Bitcoin reached a weekly high on March 13, trading briefly near $72,000. The surge pushed the token back above the key $70,000 level, showing resilience despite rising geopolitical tensions between the United States and Iran.
Bitcoin was trading around $71,400, up about 1.2% on the day. Analysts say the rebound comes even though global risk sentiment is fragile, and uncertainty in oil markets typically weighs on speculative assets like BTC.
On-chain data indicates that many traders are still skeptical of the rally.
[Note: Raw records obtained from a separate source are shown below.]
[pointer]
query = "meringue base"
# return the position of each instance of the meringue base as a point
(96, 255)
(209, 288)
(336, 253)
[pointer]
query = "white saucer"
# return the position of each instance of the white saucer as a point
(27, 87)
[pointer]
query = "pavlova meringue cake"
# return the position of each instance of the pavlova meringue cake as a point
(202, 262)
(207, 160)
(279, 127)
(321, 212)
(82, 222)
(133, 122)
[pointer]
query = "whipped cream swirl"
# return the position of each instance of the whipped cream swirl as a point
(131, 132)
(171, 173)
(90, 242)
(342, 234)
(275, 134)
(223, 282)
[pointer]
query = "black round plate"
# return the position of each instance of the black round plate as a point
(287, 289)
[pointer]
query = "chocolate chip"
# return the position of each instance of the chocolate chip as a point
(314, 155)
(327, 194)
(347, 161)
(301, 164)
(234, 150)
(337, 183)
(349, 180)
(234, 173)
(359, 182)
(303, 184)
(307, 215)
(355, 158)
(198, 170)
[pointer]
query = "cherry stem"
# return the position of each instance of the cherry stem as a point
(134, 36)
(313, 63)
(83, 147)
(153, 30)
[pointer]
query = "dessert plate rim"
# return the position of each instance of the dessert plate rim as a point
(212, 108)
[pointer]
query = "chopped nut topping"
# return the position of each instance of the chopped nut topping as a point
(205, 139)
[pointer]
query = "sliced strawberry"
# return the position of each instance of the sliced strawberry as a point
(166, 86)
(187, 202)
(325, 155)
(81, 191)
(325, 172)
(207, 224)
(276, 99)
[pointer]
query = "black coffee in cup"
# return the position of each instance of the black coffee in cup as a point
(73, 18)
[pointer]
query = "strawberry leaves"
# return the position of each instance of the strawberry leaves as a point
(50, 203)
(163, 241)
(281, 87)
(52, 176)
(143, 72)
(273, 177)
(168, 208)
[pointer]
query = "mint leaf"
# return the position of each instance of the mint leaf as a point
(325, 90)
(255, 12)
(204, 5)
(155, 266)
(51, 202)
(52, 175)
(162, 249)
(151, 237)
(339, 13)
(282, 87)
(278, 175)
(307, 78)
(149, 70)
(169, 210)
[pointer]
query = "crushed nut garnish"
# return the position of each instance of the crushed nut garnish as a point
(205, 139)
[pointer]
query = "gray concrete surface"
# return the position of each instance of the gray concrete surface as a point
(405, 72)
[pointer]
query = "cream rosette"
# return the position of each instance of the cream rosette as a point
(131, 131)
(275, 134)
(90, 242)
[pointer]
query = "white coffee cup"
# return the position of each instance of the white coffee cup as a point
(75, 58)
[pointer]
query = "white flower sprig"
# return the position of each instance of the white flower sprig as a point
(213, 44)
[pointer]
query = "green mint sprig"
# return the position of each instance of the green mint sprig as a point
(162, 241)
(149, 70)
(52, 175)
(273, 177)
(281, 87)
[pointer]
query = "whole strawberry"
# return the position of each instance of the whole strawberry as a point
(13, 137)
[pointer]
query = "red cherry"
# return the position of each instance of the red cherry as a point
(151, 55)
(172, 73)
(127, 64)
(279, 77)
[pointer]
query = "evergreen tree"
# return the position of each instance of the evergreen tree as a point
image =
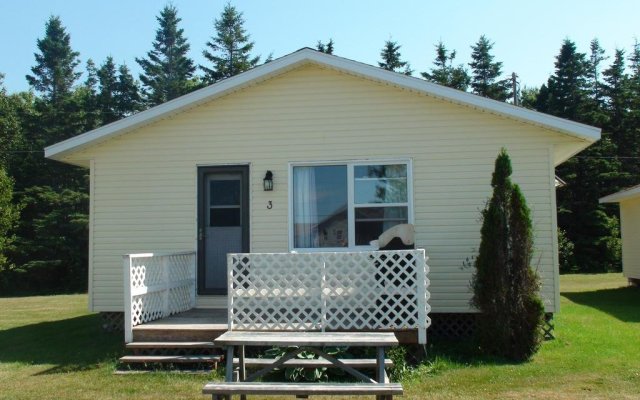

Funding rates on Binance have remained negative for about a week, meaning most leveraged traders are betting against further price gains.
Interestingly, extreme negative funding rates can sometimes fuel further upside. If BTC continues rising, short sellers may be forced to close positions, triggering a short squeeze and accelerating the rally.
Technical indicators support the bullish case. The Relative Strength Index (RSI) sits around 54, suggesting growing momentum while remaining far from overbought. The Awesome Oscillator has also shifted from negative territory in February to positive bars above zero, signaling fading bearish pressure.
Immediate resistance is seen near $72,000. If BTC breaks that level, the next targets could be $75,000. On the downside, support sits between $68,000 and $69,000, while $70,000 remains a critical psychological level to maintain bullish momentum.
Overall, Bitcoin’s performance shows strong recovery and growing optimism in the market, even as geopolitical risks and short positions remain in play.